The effects of some medicines can change if you take other medicines or herbal products at the same time. This can increase your risk of serious side effects or it can cause your medications to not work properly. These drug interactions are possible, but they don’t always happen. Your doctor or pharmacist can often prevent or monitor interactions by changing the way you use your medications or by monitoring closely.
To help your doctor and pharmacist give you the best care, be sure to tell your doctor and pharmacist about all the products you use (including prescription drugs, non-prescription drugs, and herbal products) before starting treatment. with this product. While using this product, do not start, stop, or change the dosage of any other medications you are using without your doctor’s approval.
One product that may interact with this drug is: methotrexate.

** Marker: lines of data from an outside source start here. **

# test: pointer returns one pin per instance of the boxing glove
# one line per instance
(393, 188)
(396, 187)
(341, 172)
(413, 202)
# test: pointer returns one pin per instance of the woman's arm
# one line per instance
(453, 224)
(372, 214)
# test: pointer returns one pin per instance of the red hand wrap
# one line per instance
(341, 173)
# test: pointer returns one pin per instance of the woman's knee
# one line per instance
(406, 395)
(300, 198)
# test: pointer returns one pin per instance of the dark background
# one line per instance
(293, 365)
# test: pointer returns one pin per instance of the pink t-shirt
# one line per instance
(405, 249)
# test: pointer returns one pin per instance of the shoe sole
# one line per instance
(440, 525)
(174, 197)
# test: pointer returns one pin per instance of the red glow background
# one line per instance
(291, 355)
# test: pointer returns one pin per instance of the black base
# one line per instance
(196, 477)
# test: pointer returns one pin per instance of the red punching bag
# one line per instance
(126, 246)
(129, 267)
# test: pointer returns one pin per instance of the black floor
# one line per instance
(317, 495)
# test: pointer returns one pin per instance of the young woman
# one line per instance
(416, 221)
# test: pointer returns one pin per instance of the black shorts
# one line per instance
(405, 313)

Although most antibiotics are unlikely to affect hormonal birth control, such as pills, the patch, or the ring, some antibiotics (such as rifampin, rifabutin) can decrease their effectiveness. This could result in pregnancy. If you use hormonal contraceptives, ask your doctor or pharmacist for more information.
Amoxicillin can cause false positive results with certain diabetic urine test products (cupric sulfate type). This medicine can also affect the results of certain lab tests. Make sure laboratory personnel and your doctors know you use this medicine.

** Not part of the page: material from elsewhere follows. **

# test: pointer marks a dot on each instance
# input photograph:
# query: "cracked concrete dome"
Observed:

This document does not contain all possible drug interactions. Keep a list of all the products you use. Share this list with your doctor and pharmacist to lower the risk of serious drug problems.
Dr. Samantha Robson ( CRN: 0510146-5) is a nutritionist and website content reviewer related to her area of expertise. With a postgraduate degree in Nutrition from The University of Arizona, she is a specialist in Sports Nutrition from Oxford University and is also a member of the International Society of Sports Nutrition.